Nicely done Cuey , what ya spending all the money you've saved on your fuel bill on


----------



## JJ_ (Oct 26, 2005)

Just showed this to my other half she has a 500 - not the abarth. She is loving it, I really like it too. 

Are there a lot of toys ? Looks like lots of buttons to play with ?


----------



## alan_mcc (Oct 28, 2008)

I totally didn't see this coming - awesome choice of car and fantastic work.


----------



## The Cueball (Feb 8, 2007)

Cheers all..... so far everything is going well.... lots of fun and seems like a decent car... ride is a tad bouncy, will need to get used to that again... but I'm enjoying it so far....

:thumb:



SteveTDCi said:


> Keep us updated with it, what's it like to live with and mpg etc ... In the meantime I'll get myself to rockingham abarth ... Oh and have you looked at sabelt seats yet ?





Tom_the_great said:


> Awsome and great work as normal
> 
> strange how you cant jack it up tho ... suppose that means cuey has an excuse to buy a new fancy aluminimum jack





bigmc said:


> Nice little toy, when is the titanium akrapovic arriving?
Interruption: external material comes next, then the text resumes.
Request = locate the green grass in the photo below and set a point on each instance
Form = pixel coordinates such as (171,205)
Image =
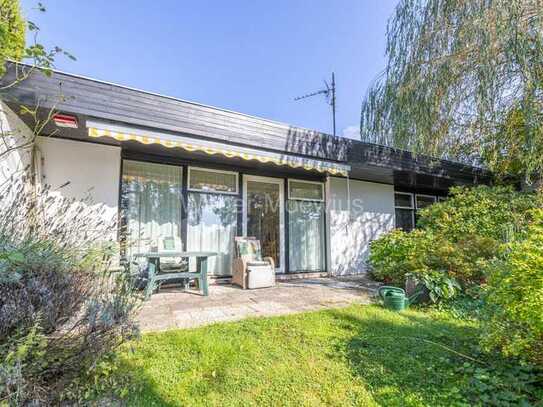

Shhhh!!! no mods.... none!!! and yes, going to get a new fancy jack today! :lol:... but no mods.....none.... :tumbleweed:

:thumb:



andy monty said:


> Nice one Cue :thumb:
> 
> Few little pointers for you
> 
> Oh and does the sexy italian woman on the Blue and me understand you? she sure as hell doens't like the Yorkshire accent :wall:





andy monty said:


> Oh one more point in winter keep the radiator well rinsed the air con part is in front and prone to premature corrosion :thumb:


All noted, cheers..... and no, she has no clue what I am saying... we have fell out already! :lol:

:thumb:



carbonangel said:


> Tell us more about the wax.





Swell.gr said:


> Nice work Crawford.
> I've been checking that wax, some time now.
> I got jealous of your wax.
> Tell us more.


The wax was great to use.... very easy to apply, one section at a time and wipe off.... quite oily and soft, and smells like jellybeans... which actually stay with the wax on the paint...still smells this morning! :lol:

Durability wasn't on my list really, so we'll see how long it lasts, but I'm not bothered about waxes that last for 100 years.... so I never spec'd that!

:thumb:



Grabbing hands said:


> nice car your wifes very lucky indeed,would have gone for black leather as to much red is a but much imho :thumb:





cotter said:


> Looks great! Your red leather seat fetish strikes again? :lol:


Cheers, no wife though (thankfully!!), and I hate black leather, rreally makes a car look cheap and dull (IMO).... and if you think this is too much, you should see the red leather in the S8 :doublesho  ... and no cotter... I didn't just buy this car for the seats... not really a fan of red TBH... I can take it or leave it... now got 3 cars with red interiors though!!! :wall::wall::wall: :lol:



JBirchy said:


> That looks brilliant mate! Love the red too! My mate has just got a white one with the Essesse upgrade and it's fantastic! Enjoy it mate, shame you didn't have the Wolf's samples by then! Posted them on Friday though mate!
> 
> Jon


Got and RS6 to trial them on, don't worry!!!! :lol:

cheers again for the samples

:thumb:



markbob917 said:


> my missus has a punto and i love the interior on that as it has perforated leather on the dash. is it a type of plastic on the dash of yours? love the bold colours inside though makes such a change from drab greys, black and wood effect and looks better than too much chrome or brushed effect steel. do you mind me asking what combo you used to get the rubbed on paint for the road rash cover up method?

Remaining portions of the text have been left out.